Пес, уловив вопросительную интонацию, счастливо кивнул. Он и в самом деле был готов на все. Теперь-то, с хозяином, его уже ничего не страшило. Более того, эта встреча освящала или по крайней мере вносила смысл во все его предыдущие действия. Предоставленный сам себе, покинутый посреди пустыни, без еды, без воды и, что хуже всего — без команд, он ухитрился принять правильное решение, он смог точно угадать желание хозяев, их безмолвное указание, угадать и выполнить. Сознание этого наполняло его безмерной гордостью. Ради таких моментов стоило жить.
Василий сел на стул, погладил пса по голове.
«Что ж теперь делать-то будем, а, Квазимодина? Мишка вот ничего не оставил, ни тебе письмеца, ни тебе записочки… да и ты, боюсь, рассказчик тот еще. Что скажешь? Да не кивай ты, глупая псина… Давай-ка, пока передохнем, с утра пораньше пройдемся, поищем местных хануриков. Авось они чего знают. А?»
Квазимодо снова кивнул и улыбнулся.
* * *Кто-то скажет — попрошайничество, кто-то — выклянчивание милостыни. Осел подобные определения отвергал с негодованием. Он предпочитал именовать себя нищенствующим рыцарем. Слово «рыцарь» отличается удивительным качеством — с гладких блестящих доспехов его, не пачкая и не прилипая, соскальзывает любая грязь и нелепость. Будь Дон-Кихот каким-нибудь купчиком, менялой или брадобреем — да разве у кого дрогнуло бы сердце при виде его идиотских выкрутасов, достойных разве что занюханной провинциальной психушки? Да ни у кого бы не дрогнуло, уж будьте покойны. Даже потешаться бы над такой мелочью не стали, даже на простое пожатие плечами не раскошелились бы…
Но стоит только назвать его «рыцарем», а еще пуще — «рыцарем печального образа» — оо-о-о… насколько это сразу меняет дело! Обыкновенная глупость немедленно превращается в возвышенное благородство, неуклюжесть выдается за рыцарское презрение к опасности, а тривиальная возня со свиньями оборачивается восстанием возвышенной души против косных императивов действительности. Вот взять хоть Осла, драного морщинистого попрошайку, шкандыбающего в похмельном утреннем ознобе по перекрестку, от машины к машине, заплетая ногу за ногу и тряско звеня монетами в белом пластиковом стаканчике. Ну ведь отребье, ей-Богу, отребье-непотребье, иначе и не скажешь, правда?

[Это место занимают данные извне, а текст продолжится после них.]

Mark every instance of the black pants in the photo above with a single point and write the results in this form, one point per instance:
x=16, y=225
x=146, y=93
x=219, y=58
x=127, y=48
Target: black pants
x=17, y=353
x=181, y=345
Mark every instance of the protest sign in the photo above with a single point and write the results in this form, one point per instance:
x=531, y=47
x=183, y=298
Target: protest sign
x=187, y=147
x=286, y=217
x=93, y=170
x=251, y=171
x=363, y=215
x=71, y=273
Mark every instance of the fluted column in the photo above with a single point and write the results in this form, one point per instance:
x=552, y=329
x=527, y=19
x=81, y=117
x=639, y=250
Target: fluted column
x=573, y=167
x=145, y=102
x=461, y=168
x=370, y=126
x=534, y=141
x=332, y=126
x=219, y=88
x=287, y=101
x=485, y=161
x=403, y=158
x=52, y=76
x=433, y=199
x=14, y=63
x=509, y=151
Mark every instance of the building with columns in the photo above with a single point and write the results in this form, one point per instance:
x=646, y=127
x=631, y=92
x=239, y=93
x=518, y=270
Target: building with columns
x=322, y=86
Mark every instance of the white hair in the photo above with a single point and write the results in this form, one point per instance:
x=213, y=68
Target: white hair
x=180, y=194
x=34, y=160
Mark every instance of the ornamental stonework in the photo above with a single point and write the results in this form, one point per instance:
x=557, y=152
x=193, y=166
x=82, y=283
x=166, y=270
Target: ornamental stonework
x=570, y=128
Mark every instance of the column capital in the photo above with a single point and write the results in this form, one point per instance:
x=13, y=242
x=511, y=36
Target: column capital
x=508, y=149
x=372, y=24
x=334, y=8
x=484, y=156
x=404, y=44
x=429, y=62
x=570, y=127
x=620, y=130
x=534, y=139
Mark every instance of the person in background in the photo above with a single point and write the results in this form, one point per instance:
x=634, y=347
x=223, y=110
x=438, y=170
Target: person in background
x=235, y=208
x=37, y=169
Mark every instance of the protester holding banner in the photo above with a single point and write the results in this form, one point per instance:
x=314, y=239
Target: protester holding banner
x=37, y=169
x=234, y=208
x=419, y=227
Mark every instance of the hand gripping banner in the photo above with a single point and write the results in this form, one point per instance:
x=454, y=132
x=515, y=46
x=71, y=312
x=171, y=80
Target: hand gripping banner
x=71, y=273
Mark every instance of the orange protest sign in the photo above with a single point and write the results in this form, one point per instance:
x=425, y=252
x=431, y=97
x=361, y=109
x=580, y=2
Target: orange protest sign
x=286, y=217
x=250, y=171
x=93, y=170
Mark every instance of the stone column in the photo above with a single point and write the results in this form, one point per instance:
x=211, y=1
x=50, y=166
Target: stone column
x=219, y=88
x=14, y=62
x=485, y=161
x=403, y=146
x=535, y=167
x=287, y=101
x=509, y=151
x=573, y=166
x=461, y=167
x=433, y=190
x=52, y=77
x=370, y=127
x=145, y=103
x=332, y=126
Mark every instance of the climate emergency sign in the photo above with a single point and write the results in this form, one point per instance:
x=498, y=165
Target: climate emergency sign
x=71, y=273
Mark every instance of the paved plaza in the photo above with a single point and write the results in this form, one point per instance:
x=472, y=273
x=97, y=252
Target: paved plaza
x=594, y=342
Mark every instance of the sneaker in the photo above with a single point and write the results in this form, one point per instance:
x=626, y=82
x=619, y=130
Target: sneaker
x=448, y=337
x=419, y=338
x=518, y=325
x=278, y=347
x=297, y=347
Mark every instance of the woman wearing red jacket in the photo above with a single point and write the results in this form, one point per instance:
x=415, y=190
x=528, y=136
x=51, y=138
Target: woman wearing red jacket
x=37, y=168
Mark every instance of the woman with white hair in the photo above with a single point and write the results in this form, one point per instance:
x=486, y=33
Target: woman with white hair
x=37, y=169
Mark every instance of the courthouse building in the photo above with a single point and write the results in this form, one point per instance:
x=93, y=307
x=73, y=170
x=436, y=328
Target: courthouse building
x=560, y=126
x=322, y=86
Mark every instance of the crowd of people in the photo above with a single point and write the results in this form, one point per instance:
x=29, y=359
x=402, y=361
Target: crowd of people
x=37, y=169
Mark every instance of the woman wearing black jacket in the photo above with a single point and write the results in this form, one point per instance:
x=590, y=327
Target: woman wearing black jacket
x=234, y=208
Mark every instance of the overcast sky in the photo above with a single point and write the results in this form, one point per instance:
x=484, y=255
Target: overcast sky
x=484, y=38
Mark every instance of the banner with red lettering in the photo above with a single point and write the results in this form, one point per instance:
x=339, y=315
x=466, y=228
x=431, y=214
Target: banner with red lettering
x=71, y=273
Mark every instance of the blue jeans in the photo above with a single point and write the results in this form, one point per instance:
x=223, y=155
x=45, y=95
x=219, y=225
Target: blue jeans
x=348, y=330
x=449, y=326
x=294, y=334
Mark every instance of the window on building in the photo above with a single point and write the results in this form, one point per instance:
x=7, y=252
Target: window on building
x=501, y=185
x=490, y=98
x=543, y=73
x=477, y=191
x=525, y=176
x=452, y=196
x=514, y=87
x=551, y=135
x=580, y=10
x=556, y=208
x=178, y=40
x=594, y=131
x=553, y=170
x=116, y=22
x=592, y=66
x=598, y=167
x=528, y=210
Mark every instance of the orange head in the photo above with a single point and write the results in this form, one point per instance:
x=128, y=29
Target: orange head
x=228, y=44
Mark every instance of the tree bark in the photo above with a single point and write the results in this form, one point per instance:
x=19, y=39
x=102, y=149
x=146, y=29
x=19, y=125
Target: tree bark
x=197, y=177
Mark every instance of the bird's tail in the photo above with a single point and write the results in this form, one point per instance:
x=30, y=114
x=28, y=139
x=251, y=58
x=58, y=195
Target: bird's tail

А вот и неправда, неправда! Посмотрите на него не просто как на дошедшего до крайнего бесстыдства алкаша, а как на нищенствующего рыцаря, и тогда совершенно другая картина предстанет перед вашим изумленным и восторженным взором. Какая царственная небрежность сквозит в каждом его жесте! С каким ненавязчивым достоинством он наклоняется к окошку водителя! Как милостиво отпускает грехи тем, кто старательно смотрит в сторону, не желая высунуться ни на секунду из своей кондиционированной консервной банки на колесах! Какое наивное удивление, какой восторг перед непостижимой щедростью Создателя написаны у него на лице, когда в стаканчик вдруг падает рифленая десятишекелевая монетка! Каким величественным кивком головы он приветствует презренную медь! Можно ли задеть такого человека, свободно и празднично парящего в сияющих чистотой эмпиреях рыцарства? Нет. Ему можно лишь дать или не дать, но задеть его нельзя — слишком высоко витает он над нашим низменным миром, слишком далеко — там, где яркие звезды сверкают на сиреневых небесах и на пурпурных мантиях, даря своим волшебным отсветом забитый машинами, вусмерть загазованный перекресток.